Skills taxonomy together with skills inventory helps companies quickly and effectively identify areas that need to be addressed. The introduction of learning and development programs or deciding to recruit new employees can bridge skill gaps.
There is one thing worth being mindful of, and that is the skills lifecycle. IBM reports that today the half-life of a learned skill is around five years and technical skills are even shorter. As a successful skills taxonomy needs to be detailed at a granular level, it can quickly become as outdated as the skills needed.
Therefore, there is a real need for companies to make skill taxonomies more agile.
Making skill taxonomies more agile
One solution is for companies to create a structured list of skills defined at the organizational level. These skills clusters can be based on the key stakeholders in high-impact roles, followed by roles detrimental to the company’s success.
To ensure skill taxonomy is agile, create a skills library with each skill broken down into multiple dimensions, outlining the behaviors related to them. Focusing on the behaviors rather than the skills themselves, employers are ensuring their skill taxonomies continue to be relevant and don’t omit emerging skills.
What to look for when choosing the right skill management software?

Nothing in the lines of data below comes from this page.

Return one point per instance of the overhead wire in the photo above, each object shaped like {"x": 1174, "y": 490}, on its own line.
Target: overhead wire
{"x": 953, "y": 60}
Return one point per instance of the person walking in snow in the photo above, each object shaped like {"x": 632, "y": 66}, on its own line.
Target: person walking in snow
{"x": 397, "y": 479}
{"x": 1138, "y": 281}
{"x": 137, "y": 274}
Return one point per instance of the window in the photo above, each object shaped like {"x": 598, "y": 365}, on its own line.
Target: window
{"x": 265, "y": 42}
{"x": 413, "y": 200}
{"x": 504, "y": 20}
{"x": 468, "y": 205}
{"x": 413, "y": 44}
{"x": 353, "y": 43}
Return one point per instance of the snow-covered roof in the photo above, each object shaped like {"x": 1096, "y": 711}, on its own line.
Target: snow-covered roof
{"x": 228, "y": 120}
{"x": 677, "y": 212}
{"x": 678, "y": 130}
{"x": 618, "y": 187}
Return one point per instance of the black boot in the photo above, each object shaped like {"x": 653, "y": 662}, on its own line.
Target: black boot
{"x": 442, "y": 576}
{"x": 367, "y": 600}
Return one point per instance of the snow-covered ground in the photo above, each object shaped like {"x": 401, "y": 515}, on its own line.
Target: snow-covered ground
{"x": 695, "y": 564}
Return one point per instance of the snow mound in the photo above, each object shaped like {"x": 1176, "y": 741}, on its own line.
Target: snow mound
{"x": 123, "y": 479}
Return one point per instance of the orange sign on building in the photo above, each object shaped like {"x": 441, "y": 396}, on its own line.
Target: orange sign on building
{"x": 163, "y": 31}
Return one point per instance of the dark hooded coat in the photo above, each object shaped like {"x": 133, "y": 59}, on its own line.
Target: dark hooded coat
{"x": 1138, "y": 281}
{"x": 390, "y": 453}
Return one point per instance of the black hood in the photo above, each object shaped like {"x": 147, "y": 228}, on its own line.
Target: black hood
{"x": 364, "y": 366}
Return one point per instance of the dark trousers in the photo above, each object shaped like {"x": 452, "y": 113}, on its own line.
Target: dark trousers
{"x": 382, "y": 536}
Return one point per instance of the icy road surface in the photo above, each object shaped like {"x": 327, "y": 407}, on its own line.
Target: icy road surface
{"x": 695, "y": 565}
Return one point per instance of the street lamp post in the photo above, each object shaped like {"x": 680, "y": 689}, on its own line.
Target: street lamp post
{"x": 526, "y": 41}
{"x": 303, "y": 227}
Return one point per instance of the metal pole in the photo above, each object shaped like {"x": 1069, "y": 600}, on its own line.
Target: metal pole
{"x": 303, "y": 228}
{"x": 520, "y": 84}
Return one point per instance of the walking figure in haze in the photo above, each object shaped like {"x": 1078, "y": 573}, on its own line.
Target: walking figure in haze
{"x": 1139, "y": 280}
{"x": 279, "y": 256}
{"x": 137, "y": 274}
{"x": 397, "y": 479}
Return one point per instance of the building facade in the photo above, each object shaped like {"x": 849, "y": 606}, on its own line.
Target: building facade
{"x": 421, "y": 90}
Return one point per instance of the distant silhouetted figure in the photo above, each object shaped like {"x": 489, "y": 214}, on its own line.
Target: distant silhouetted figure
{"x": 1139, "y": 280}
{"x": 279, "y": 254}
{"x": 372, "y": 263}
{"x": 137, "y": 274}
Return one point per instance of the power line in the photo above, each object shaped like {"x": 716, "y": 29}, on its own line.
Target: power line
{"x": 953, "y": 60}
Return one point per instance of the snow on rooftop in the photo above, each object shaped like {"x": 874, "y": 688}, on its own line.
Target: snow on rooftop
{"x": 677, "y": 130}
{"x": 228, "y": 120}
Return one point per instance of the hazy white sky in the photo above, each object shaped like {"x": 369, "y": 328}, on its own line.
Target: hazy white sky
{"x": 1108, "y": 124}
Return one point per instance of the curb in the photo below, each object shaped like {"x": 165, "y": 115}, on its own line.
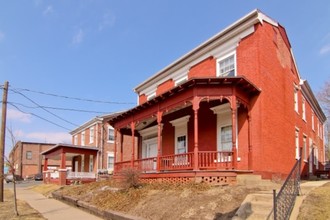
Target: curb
{"x": 106, "y": 214}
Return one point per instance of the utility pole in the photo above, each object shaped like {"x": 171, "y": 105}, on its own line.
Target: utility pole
{"x": 2, "y": 137}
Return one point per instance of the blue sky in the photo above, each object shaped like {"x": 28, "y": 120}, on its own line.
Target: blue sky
{"x": 102, "y": 49}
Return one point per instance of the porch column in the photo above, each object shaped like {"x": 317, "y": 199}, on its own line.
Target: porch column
{"x": 115, "y": 153}
{"x": 45, "y": 173}
{"x": 62, "y": 170}
{"x": 121, "y": 146}
{"x": 133, "y": 143}
{"x": 250, "y": 162}
{"x": 195, "y": 108}
{"x": 159, "y": 138}
{"x": 234, "y": 120}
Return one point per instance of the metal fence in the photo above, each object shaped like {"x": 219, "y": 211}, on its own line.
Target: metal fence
{"x": 286, "y": 197}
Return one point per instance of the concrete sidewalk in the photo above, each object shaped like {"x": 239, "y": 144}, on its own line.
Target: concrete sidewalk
{"x": 306, "y": 188}
{"x": 50, "y": 208}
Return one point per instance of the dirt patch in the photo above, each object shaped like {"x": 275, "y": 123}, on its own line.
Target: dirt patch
{"x": 316, "y": 205}
{"x": 25, "y": 211}
{"x": 160, "y": 201}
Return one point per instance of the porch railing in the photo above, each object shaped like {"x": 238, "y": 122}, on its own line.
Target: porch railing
{"x": 285, "y": 199}
{"x": 177, "y": 162}
{"x": 207, "y": 160}
{"x": 215, "y": 160}
{"x": 80, "y": 175}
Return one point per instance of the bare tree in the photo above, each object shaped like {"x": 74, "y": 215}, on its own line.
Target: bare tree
{"x": 324, "y": 99}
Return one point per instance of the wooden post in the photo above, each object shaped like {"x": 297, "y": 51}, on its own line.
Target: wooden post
{"x": 234, "y": 121}
{"x": 133, "y": 144}
{"x": 2, "y": 137}
{"x": 195, "y": 108}
{"x": 159, "y": 140}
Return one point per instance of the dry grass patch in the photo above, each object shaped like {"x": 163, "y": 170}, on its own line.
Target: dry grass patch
{"x": 25, "y": 211}
{"x": 45, "y": 189}
{"x": 316, "y": 205}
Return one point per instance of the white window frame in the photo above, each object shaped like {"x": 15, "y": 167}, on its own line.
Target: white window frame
{"x": 75, "y": 139}
{"x": 181, "y": 129}
{"x": 297, "y": 143}
{"x": 313, "y": 121}
{"x": 91, "y": 134}
{"x": 305, "y": 147}
{"x": 110, "y": 128}
{"x": 222, "y": 58}
{"x": 82, "y": 138}
{"x": 91, "y": 163}
{"x": 296, "y": 99}
{"x": 112, "y": 155}
{"x": 303, "y": 109}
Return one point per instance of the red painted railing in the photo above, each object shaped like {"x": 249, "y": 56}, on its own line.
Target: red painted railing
{"x": 177, "y": 162}
{"x": 207, "y": 160}
{"x": 215, "y": 160}
{"x": 146, "y": 165}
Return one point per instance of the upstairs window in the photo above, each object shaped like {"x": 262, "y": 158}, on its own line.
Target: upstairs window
{"x": 91, "y": 135}
{"x": 303, "y": 110}
{"x": 83, "y": 138}
{"x": 296, "y": 99}
{"x": 29, "y": 155}
{"x": 111, "y": 134}
{"x": 227, "y": 66}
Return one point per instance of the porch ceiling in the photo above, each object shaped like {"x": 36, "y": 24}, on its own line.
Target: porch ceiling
{"x": 150, "y": 107}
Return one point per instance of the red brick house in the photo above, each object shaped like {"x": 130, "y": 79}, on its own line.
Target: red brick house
{"x": 234, "y": 104}
{"x": 27, "y": 159}
{"x": 98, "y": 133}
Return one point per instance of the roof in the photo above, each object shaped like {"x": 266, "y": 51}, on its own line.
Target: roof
{"x": 254, "y": 17}
{"x": 94, "y": 120}
{"x": 239, "y": 81}
{"x": 68, "y": 146}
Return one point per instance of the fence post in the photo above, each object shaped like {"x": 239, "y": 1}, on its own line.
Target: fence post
{"x": 274, "y": 203}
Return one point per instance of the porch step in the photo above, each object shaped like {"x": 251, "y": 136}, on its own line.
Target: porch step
{"x": 255, "y": 206}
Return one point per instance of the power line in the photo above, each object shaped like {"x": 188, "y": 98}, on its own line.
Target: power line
{"x": 30, "y": 113}
{"x": 45, "y": 109}
{"x": 74, "y": 98}
{"x": 59, "y": 108}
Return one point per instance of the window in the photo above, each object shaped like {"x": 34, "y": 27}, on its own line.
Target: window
{"x": 296, "y": 99}
{"x": 83, "y": 138}
{"x": 305, "y": 147}
{"x": 111, "y": 161}
{"x": 91, "y": 163}
{"x": 227, "y": 66}
{"x": 297, "y": 144}
{"x": 313, "y": 121}
{"x": 91, "y": 135}
{"x": 111, "y": 134}
{"x": 226, "y": 138}
{"x": 303, "y": 110}
{"x": 29, "y": 155}
{"x": 75, "y": 140}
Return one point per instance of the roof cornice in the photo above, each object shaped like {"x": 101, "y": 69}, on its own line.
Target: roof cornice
{"x": 309, "y": 95}
{"x": 249, "y": 20}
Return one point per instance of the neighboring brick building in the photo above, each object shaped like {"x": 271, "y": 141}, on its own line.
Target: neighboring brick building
{"x": 235, "y": 103}
{"x": 98, "y": 133}
{"x": 27, "y": 159}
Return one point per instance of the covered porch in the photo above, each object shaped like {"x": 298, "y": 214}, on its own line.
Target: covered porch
{"x": 82, "y": 167}
{"x": 193, "y": 128}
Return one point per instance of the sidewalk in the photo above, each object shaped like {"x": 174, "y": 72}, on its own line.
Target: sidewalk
{"x": 306, "y": 188}
{"x": 51, "y": 208}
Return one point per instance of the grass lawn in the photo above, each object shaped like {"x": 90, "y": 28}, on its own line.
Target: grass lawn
{"x": 317, "y": 204}
{"x": 25, "y": 211}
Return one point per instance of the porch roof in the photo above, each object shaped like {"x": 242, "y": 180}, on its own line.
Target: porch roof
{"x": 70, "y": 149}
{"x": 239, "y": 81}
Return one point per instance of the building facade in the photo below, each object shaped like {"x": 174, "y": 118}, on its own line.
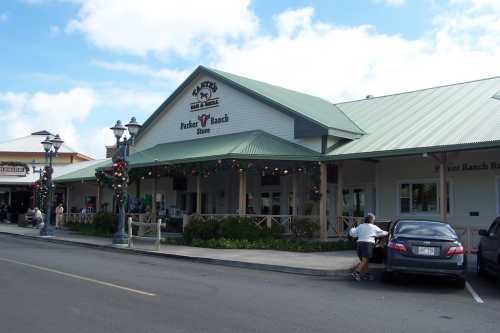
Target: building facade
{"x": 224, "y": 144}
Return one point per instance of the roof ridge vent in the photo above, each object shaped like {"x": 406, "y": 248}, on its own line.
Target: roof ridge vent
{"x": 44, "y": 132}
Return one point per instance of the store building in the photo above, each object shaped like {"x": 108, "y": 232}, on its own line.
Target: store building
{"x": 225, "y": 144}
{"x": 17, "y": 157}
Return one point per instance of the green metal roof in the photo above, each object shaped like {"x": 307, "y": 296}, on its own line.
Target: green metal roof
{"x": 316, "y": 109}
{"x": 310, "y": 108}
{"x": 244, "y": 145}
{"x": 84, "y": 171}
{"x": 454, "y": 117}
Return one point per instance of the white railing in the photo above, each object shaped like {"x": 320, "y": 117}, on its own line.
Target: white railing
{"x": 147, "y": 228}
{"x": 266, "y": 221}
{"x": 469, "y": 237}
{"x": 78, "y": 218}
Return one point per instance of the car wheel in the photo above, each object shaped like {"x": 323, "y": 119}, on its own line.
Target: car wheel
{"x": 387, "y": 277}
{"x": 460, "y": 283}
{"x": 479, "y": 265}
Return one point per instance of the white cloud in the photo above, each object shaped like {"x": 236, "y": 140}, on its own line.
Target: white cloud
{"x": 58, "y": 113}
{"x": 173, "y": 75}
{"x": 182, "y": 27}
{"x": 67, "y": 112}
{"x": 131, "y": 101}
{"x": 342, "y": 63}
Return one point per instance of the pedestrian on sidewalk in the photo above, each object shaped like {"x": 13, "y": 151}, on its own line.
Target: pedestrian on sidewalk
{"x": 366, "y": 234}
{"x": 59, "y": 215}
{"x": 38, "y": 218}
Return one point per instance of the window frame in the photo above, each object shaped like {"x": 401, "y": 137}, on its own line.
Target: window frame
{"x": 412, "y": 182}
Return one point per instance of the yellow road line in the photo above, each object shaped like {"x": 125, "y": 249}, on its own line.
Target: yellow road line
{"x": 83, "y": 278}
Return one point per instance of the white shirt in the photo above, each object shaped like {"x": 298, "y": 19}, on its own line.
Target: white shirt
{"x": 367, "y": 232}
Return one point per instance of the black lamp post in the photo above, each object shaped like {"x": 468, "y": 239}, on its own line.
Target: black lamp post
{"x": 51, "y": 147}
{"x": 120, "y": 174}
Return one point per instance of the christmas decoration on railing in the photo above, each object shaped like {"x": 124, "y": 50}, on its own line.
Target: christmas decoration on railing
{"x": 120, "y": 175}
{"x": 16, "y": 164}
{"x": 207, "y": 169}
{"x": 42, "y": 185}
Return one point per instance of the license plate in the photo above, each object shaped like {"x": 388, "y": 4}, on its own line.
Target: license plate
{"x": 426, "y": 251}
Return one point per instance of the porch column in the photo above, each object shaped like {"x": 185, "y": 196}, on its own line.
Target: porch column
{"x": 98, "y": 199}
{"x": 198, "y": 194}
{"x": 242, "y": 205}
{"x": 443, "y": 188}
{"x": 323, "y": 218}
{"x": 67, "y": 199}
{"x": 294, "y": 194}
{"x": 340, "y": 198}
{"x": 155, "y": 190}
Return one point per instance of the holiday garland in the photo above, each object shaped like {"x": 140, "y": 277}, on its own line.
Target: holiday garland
{"x": 118, "y": 177}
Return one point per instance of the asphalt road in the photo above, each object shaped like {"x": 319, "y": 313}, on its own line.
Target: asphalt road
{"x": 47, "y": 287}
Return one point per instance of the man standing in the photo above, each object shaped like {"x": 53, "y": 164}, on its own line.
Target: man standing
{"x": 366, "y": 234}
{"x": 59, "y": 215}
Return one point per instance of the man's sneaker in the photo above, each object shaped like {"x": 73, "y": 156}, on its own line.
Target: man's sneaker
{"x": 368, "y": 277}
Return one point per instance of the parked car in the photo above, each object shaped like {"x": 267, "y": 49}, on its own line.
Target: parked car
{"x": 425, "y": 247}
{"x": 488, "y": 254}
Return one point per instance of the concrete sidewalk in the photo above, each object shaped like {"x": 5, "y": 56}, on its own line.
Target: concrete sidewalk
{"x": 316, "y": 263}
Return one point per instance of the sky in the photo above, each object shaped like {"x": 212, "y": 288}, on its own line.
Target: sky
{"x": 74, "y": 67}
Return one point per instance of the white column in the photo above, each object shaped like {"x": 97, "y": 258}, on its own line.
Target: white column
{"x": 323, "y": 218}
{"x": 294, "y": 194}
{"x": 198, "y": 194}
{"x": 443, "y": 188}
{"x": 340, "y": 199}
{"x": 155, "y": 190}
{"x": 243, "y": 194}
{"x": 98, "y": 199}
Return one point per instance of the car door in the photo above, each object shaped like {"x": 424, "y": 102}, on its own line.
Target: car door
{"x": 488, "y": 244}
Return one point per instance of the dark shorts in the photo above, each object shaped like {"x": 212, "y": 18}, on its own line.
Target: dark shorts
{"x": 365, "y": 249}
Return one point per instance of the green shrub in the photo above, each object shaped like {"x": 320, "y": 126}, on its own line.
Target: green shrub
{"x": 234, "y": 227}
{"x": 198, "y": 228}
{"x": 303, "y": 228}
{"x": 274, "y": 244}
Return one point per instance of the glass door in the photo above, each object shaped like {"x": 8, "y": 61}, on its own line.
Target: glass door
{"x": 354, "y": 202}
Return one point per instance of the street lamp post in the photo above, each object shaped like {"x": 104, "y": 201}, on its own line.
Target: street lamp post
{"x": 120, "y": 175}
{"x": 51, "y": 147}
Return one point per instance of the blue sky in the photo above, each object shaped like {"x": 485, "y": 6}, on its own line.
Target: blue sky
{"x": 75, "y": 66}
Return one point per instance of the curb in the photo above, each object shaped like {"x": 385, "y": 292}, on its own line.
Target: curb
{"x": 220, "y": 262}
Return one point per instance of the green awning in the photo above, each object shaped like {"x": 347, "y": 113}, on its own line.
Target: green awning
{"x": 245, "y": 145}
{"x": 85, "y": 172}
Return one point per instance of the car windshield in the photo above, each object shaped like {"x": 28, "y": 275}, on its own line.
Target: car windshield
{"x": 426, "y": 229}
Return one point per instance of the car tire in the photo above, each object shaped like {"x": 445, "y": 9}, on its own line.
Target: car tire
{"x": 387, "y": 277}
{"x": 460, "y": 283}
{"x": 479, "y": 265}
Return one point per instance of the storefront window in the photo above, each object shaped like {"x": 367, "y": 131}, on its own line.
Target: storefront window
{"x": 420, "y": 198}
{"x": 270, "y": 203}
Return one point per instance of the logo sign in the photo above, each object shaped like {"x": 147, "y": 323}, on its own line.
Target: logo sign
{"x": 12, "y": 170}
{"x": 203, "y": 123}
{"x": 204, "y": 93}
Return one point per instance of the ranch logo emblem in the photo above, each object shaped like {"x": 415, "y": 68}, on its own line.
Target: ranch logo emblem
{"x": 204, "y": 120}
{"x": 204, "y": 94}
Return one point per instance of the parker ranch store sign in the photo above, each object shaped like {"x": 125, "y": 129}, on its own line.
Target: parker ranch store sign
{"x": 205, "y": 95}
{"x": 472, "y": 167}
{"x": 13, "y": 170}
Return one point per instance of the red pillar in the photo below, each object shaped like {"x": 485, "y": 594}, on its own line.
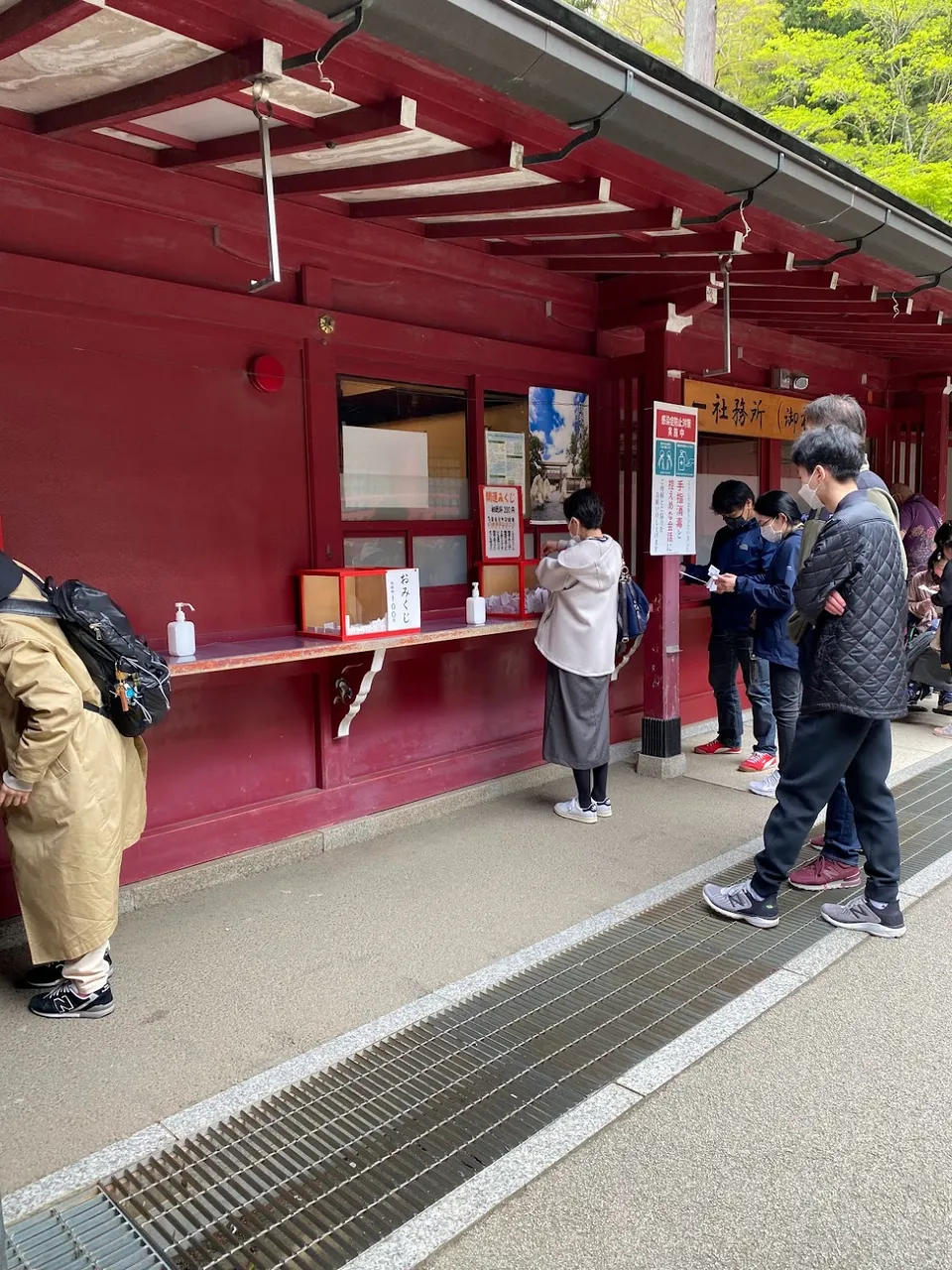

Gartner data shows the total number of skills required for a single role has been increasing by 10% year-over-year since 2017. As skills taxonomy is continuously expanding and the skills data is growing to include emerging skills, creating a skills taxonomy from scratch can be an overwhelming task.
Pre-compiled list of skills
When faced with the task of creating skills taxonomy, solutions like TalentBoost with its pre-compiled list of 3,000+ skills can speed up the onboarding process. TalentBoost recognizes that certain skills are universal, but their use is company-specific. The pre-designed skill clusters within TalentBoost cover the most popular areas of expertise, including but not limited to:
- Software development
- Software engineer
- Software architecture
- IT security
- Organization management
The right skill management software should organize the skills into skills groups and skill sets, support organizations in identifying skill-related needs, and design ways to meet them.
Individualized and aggregated skills data under one platform
As mentioned above, a successful skills taxonomy will cover all contributing skills to the company’s success. Thus, when choosing skill management software, it is important to choose one that helps visualize individual skills and company-wide capabilities at different levels of granularity:
- Employee
- Team
- Company
Guaranteeing skills taxonomy longevity
The skills lifecycle is short and creating a detailed skills taxonomy is time-consuming. Thus, it’s crucial to look for a skills management system that updates the taxonomy regularly. We understand how important this is, and as part of our update policy, we regularly update the taxonomy, except for custom areas.
Concluding thoughts
Skills taxonomies are a hierarchical system of classifications of skills that organize employee and company capabilities into groups and clusters. Investing in skills taxonomies will help companies make the most of their skills and understand which skills are needed to achieve their business goals. Creating skills taxonomies from scratch can be a challenging process, but tools like TalentBoost with its 3,000+ pre-defined skills can streamline the entire process.